Говорит тихой Дунай тут да сын Иванович:
«На приездинах гостя не употчевал,
На поездинах гостя да не учёствовать».
Выходил тут Дунай да на красно крыльцо;
Он спускался с Апраксией да с королевичной;
Садил-де он ей да на добра коня,
На добра коня садил да впереди себя.
Вопил он, кричел своим громким голосом:
«Вы ой еси, два брата названые!
Мы пойдем же нонь да в стольно-Киев-град».
Тут поехали они да в стольно-Киев-град,
А едут-де они да ведь чисты́м поле́м, —
Через дорогу тут лошадь да переехала,
А на ископытях у ней подпись подписана:
«Хто-де за мной в сугон погонится,
А тому от меня да живому́ не быть».
Говорит тихой Дунай тут да сын Иванович:
«Уж ты ой, старой казак ты, да Илья Муромец!
Ты возьми у меня Апраксию да на своя коня,
На своя коня возьми ты да впереди себя;
А хоша ведь уж мне-ка да живому не быть,
Не поступлюсь я полянице да на чистом поли».
А сам он старику да наговаривает:
«Уж ты ой, старой казак да Илья Муромец!
Ты уж честно довези до князя до Владимира
Еще ту Апраксию да королевичну».
А тут-то они да и разъехались;
Поехал Дунай за поляницею,
А богатыри поехали в стольно-Киев-град.
Он сустиг поляницу да на чистом поли.
А стали они да тут стрелетися.
Как устрёлила поляница Дуная сына Ивановича,
А выстрелила у его да она правый глаз;
А стрелил Дунай да поляницу опять, —
А выстрелил ей да из седёлка вон,
Тут и падала поляница да на сыру́ землю́.

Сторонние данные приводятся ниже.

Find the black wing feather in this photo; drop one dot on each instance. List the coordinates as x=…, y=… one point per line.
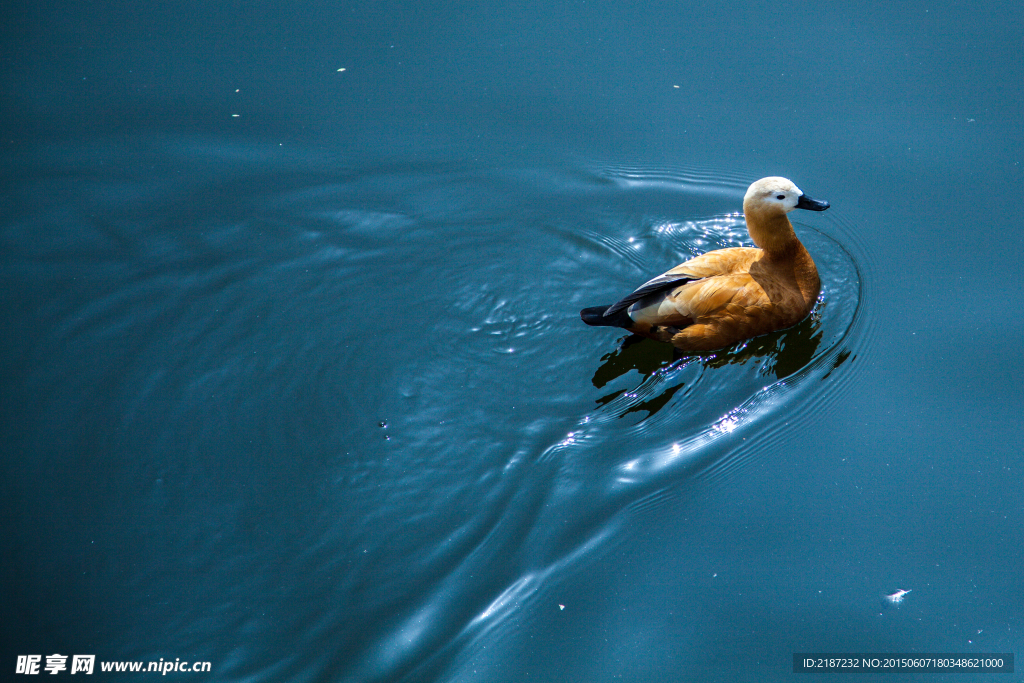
x=659, y=284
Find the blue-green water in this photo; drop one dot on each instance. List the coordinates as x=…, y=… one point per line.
x=294, y=380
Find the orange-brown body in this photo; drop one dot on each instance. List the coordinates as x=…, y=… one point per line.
x=726, y=296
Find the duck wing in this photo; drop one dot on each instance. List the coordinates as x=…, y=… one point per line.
x=665, y=282
x=719, y=262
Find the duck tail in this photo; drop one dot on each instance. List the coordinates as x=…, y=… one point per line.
x=595, y=315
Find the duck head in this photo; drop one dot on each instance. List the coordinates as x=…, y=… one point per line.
x=765, y=206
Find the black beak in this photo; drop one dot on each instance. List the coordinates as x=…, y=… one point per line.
x=806, y=202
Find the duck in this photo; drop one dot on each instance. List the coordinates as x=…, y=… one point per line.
x=726, y=296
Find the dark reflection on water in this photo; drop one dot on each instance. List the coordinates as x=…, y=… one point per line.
x=354, y=410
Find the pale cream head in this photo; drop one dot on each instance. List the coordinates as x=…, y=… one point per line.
x=772, y=193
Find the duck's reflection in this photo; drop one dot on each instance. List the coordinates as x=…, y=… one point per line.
x=784, y=352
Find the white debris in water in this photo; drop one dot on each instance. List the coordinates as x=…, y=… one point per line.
x=897, y=597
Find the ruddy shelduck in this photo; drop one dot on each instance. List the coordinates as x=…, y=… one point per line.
x=725, y=296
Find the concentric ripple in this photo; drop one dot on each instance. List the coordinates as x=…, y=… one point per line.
x=361, y=400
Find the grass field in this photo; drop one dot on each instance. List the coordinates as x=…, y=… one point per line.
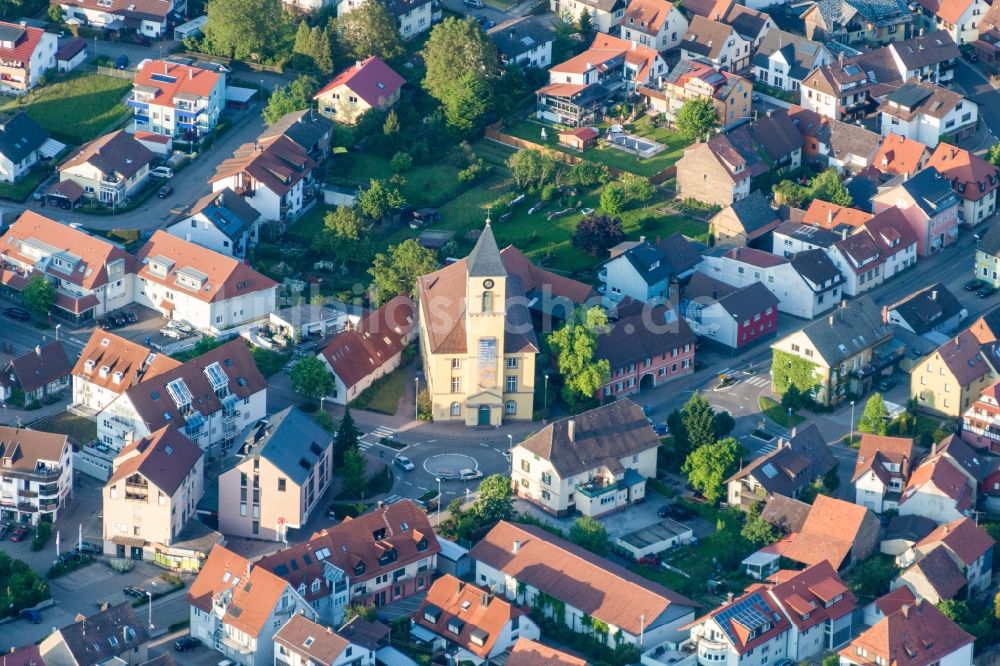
x=78, y=108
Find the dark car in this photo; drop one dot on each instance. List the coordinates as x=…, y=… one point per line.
x=186, y=643
x=133, y=591
x=18, y=313
x=974, y=285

А на ту пору Дунаюшко ухватчив был;
Он и падал полянице да на белы́ груди́,
Из-за налучья выхватил булатный нож,
Он хочет пороть да груди белые,
Он хочет смотреть да ретиво́ сердцо́,
Он сам говорит да таково́ слово́:
«Уж ты ой, поляница да преудалая!
Ты уж коего города, коёй земли,
Ты уж коее дальнее украины?
Тебя как, поляница, да именём зовут,
Тебя как величают да из отечества?»
Лежочи́сь поляница да на сырой земле,
А сама говорит да таково́ слово́:
«Кабы я была у тя на белы́х грудя́х, —
Не спросила бы ни имени, ни вотчины,
Ни отечества я, ни молодечества,
Я бы скоро порола да груди белые,
Я бы скоро смотрела да ретиво сердцо».
Замахнулся тут Дунай да во второй након;
А застоялась у ёго да рука правая;
Он и сам говорит да таково слово:
«Уж ты ой, поляница да преудалая,
Ты уж коего города, коей земли,
Ты уж коее дальнее украины?
Тебя как, поляница, да именем зовут,
Тебя как величают да из отечества?»
Лежочись поляница да на сырой земле,
А сама говорит да таково слово:
«Уж ты ой еси, тихой Дунай сын Иванович!
А помнишь ли ты, али не помнишь ли?
Похожено было с тобой, поезжено,
По тихим-то вёшным да все по заводям,
А постреляно гусей у нас, белых ле́бедей,
Переперистых серых да малых утицей».
Говорит тут тихой Дунай сын Иванович:
«А помню-супо́мню да я супамятую;
Похожено было у нас с тобой, поезжено,
На белы́х твоих грудях да приулёжано.
Уж ты ой еси, Настасья да королевична!
Увезли ведь у вас мы нонь родну сестру,
Еще ту Апраксию да королевичну,
А за князя да за Владимира.
А поедем мы с тобой в стольно-Киев-град».
Тут поехали они как да в стольно-Киев-град
А ко князю Владимиру на свадебку.
А приехали они тут да в стольно-Киев-град,
Пировали-столовали да они у́ князя.
Говорит тут ведь тихой Дунай сын Иванович:
«Государь ты, князь Владимир да стольнокиевский!
Ты позволь-ко-ся мне-ка да слово молвити;
Хоть ты взял нониче меньшу́ сестру, —
Бласлови ты мне взять нонче большу сестру,
Еще ту же Настасью да королевичну».
Говорит тут князь Владимир да стольнокиевский:
«Тебе Бог бласловит, Дунай, женитися».
Веселым-де пирком да то и свадебкой
Поженился тут Дунай да сын Иванович.
То и сколько-ли времени они по́жили,
Опеть делал Владимир да князь почестей пир.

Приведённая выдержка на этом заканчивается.